# Monster fighting



## oldgoat (Apr 29, 2005)

About 3 years ago I bought a book of SF shorts one of which was about monster fighting.
Groups of students/hippies etc. built bio-tech monsters that competed with eachother in arena style combat.
Each monster was controlled by "Driver" whose brain was remoted to the monster during combat.
The story was about mobsters trying to take over the sport.
I lent the book to someone and can't remember the title.
help?


----------



## Leto (Apr 29, 2005)

A Second chance at Eden, by Peter F Hamilton.
And the story you're reffering at is Sonnie's Edge.

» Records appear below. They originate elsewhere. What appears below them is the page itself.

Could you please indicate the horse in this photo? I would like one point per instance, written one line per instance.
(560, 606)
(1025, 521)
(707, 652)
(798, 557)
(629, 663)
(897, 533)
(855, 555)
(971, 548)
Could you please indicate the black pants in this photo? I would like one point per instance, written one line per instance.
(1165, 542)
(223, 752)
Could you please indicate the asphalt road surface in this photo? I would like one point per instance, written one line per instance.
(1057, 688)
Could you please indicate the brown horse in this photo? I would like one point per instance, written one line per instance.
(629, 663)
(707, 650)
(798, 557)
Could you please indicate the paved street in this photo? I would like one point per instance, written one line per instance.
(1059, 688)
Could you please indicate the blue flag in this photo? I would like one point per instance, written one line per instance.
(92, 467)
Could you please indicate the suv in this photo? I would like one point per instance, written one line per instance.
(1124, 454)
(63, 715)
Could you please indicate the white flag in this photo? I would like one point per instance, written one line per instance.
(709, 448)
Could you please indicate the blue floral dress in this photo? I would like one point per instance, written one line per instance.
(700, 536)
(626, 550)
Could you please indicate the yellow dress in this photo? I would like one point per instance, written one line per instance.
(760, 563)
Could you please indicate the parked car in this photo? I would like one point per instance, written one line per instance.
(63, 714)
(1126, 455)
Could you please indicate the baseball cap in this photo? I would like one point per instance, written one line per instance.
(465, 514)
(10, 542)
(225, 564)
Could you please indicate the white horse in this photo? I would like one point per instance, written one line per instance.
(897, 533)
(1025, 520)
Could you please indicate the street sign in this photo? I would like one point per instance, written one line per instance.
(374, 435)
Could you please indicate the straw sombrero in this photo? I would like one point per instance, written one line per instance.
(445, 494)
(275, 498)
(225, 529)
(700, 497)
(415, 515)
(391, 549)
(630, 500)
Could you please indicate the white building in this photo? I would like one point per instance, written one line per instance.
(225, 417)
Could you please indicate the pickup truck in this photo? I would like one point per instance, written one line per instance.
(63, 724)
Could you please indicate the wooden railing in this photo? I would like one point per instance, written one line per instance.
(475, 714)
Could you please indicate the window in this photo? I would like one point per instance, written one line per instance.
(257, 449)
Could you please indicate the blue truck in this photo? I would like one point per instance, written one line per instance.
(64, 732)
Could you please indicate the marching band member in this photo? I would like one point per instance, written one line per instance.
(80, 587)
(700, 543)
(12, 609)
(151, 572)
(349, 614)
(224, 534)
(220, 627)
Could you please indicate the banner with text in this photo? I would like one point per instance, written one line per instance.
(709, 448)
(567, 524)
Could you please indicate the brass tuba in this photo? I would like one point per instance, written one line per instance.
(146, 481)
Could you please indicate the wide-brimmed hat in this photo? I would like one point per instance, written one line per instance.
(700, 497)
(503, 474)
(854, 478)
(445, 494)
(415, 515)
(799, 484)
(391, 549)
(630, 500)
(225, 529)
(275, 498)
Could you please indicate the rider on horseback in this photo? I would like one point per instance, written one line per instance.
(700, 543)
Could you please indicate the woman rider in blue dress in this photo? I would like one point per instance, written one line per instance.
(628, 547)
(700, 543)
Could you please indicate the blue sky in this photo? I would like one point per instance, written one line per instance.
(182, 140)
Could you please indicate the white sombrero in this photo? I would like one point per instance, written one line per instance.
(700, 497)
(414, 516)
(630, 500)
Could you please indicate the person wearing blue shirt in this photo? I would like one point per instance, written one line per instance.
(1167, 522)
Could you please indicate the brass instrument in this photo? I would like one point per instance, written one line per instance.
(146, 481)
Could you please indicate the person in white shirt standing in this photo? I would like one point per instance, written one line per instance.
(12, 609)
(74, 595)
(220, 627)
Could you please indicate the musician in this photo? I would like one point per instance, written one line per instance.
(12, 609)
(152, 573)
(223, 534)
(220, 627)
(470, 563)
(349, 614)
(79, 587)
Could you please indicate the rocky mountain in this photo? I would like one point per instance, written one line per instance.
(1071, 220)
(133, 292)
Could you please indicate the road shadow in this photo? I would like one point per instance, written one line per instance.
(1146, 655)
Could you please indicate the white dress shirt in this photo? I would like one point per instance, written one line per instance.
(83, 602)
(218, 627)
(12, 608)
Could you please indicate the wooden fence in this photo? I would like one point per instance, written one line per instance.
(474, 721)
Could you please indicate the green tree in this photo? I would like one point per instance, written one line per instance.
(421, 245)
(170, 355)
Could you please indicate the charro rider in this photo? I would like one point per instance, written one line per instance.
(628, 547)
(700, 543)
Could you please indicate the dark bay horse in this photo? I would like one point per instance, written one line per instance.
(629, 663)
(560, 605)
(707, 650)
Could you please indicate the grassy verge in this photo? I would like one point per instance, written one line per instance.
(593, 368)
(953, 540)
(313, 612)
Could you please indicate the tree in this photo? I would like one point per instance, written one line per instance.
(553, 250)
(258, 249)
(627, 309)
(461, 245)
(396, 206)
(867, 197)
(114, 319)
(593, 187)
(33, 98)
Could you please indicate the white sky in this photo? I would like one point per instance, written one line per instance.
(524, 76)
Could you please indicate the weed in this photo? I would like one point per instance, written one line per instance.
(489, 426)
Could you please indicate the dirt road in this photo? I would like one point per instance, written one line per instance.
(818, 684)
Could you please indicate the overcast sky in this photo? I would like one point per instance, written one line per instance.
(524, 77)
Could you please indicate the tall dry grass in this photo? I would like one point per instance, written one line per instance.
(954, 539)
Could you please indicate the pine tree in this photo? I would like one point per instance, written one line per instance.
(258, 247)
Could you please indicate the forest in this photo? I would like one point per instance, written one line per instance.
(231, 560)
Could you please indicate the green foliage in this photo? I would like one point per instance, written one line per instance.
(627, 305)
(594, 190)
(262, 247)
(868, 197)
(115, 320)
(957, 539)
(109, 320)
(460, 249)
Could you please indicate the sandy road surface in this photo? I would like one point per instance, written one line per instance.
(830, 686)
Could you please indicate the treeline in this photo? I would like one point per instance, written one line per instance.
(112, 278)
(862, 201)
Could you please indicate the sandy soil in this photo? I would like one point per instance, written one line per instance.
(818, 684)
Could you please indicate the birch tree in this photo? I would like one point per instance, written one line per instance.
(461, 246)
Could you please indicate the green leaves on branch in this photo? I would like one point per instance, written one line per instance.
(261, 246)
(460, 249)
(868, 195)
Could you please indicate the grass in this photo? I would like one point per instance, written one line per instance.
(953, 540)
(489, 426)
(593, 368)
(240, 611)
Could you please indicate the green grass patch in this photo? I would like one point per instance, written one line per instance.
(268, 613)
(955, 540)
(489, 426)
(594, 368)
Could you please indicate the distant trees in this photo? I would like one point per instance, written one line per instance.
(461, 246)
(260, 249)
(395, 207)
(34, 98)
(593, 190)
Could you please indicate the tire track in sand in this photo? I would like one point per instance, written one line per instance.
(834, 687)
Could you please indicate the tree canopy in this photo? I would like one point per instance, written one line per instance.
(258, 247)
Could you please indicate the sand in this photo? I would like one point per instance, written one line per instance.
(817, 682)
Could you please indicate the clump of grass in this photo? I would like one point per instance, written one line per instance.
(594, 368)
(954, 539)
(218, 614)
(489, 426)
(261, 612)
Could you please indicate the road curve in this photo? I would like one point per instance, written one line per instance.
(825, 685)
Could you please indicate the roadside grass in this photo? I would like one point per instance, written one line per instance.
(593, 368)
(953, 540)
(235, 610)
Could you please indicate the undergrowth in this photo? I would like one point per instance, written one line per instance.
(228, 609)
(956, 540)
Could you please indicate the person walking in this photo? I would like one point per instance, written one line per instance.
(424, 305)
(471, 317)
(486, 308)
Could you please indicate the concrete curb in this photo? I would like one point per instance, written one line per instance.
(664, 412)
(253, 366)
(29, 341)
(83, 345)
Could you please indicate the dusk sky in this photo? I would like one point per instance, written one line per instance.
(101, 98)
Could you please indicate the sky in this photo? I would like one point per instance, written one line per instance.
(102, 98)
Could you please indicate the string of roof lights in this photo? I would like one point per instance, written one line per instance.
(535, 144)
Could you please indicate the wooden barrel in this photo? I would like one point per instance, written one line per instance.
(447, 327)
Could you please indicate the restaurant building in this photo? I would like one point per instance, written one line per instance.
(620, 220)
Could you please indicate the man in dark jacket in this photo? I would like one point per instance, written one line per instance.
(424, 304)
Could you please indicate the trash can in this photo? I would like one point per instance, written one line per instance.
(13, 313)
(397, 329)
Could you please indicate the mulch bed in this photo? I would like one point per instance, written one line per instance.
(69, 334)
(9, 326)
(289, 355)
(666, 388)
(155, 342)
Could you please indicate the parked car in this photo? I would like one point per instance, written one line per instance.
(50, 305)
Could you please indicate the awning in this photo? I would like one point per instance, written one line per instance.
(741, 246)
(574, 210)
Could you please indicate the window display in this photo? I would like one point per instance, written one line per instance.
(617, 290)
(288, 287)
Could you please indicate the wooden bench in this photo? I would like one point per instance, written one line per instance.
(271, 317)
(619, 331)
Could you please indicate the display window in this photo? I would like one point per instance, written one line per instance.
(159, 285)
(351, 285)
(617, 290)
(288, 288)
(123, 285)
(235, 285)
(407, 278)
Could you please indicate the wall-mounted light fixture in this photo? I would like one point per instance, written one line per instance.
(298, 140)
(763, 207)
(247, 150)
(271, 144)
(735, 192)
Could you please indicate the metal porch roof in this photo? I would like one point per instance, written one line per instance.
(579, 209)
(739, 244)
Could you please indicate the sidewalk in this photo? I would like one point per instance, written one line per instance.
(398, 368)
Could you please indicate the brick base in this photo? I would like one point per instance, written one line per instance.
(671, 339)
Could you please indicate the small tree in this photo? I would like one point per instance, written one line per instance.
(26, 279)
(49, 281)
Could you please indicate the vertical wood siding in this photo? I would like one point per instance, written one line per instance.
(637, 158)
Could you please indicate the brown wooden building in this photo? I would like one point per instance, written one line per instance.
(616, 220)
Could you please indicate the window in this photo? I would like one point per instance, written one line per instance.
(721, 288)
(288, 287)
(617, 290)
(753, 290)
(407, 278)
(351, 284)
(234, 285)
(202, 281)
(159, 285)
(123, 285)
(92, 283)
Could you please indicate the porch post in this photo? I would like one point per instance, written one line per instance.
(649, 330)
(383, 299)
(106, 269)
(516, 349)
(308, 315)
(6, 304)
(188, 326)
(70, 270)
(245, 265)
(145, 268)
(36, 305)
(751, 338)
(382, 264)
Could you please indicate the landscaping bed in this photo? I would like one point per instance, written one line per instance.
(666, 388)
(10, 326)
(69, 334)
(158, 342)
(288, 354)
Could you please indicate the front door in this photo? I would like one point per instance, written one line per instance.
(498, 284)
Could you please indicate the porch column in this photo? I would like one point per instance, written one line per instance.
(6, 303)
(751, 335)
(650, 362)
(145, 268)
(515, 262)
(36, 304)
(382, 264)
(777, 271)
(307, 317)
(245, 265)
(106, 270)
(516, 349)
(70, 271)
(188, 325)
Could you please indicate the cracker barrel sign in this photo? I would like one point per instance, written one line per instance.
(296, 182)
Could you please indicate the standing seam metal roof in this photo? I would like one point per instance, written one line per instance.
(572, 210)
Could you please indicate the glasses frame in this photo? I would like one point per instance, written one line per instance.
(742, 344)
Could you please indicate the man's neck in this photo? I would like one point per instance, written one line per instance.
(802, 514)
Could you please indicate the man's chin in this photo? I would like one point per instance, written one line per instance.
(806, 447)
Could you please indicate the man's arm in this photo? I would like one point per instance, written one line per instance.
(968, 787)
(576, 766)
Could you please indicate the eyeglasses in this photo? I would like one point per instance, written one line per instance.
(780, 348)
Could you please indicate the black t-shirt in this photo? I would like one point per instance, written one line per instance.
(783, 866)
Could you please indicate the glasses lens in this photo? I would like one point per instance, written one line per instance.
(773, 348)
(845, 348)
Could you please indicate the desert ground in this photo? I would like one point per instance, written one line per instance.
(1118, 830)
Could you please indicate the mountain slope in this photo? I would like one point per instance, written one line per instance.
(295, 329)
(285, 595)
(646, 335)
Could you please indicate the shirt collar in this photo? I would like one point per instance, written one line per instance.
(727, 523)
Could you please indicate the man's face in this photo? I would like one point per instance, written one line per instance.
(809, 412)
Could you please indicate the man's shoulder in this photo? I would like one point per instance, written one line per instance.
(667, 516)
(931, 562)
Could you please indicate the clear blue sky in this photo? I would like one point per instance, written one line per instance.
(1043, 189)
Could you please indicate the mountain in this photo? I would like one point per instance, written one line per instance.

First apparition of the affinity link.


----------



## Rane Longfox (Apr 29, 2005)

A recognised the story, but couldn't have told you what book without a hint, but Leto is right, its "A Second Chance at Eden". One of the better short stories in the collection actually...


----------



## Leto (Apr 29, 2005)

that's the first one of the book, which is just in front of me among my tech dictionnaries.  Should someday, clean this office.


----------



## oldgoat (May 14, 2005)

I've only just picked up your message.
Thanks, it was driving me nuts trying to remember.


----------



## The Master™ (May 15, 2005)

Something similar (though to do with war) are the "Bill, the Galactic Hero" books by Harry Harrison... But they are a funny and a little sick!!!


----------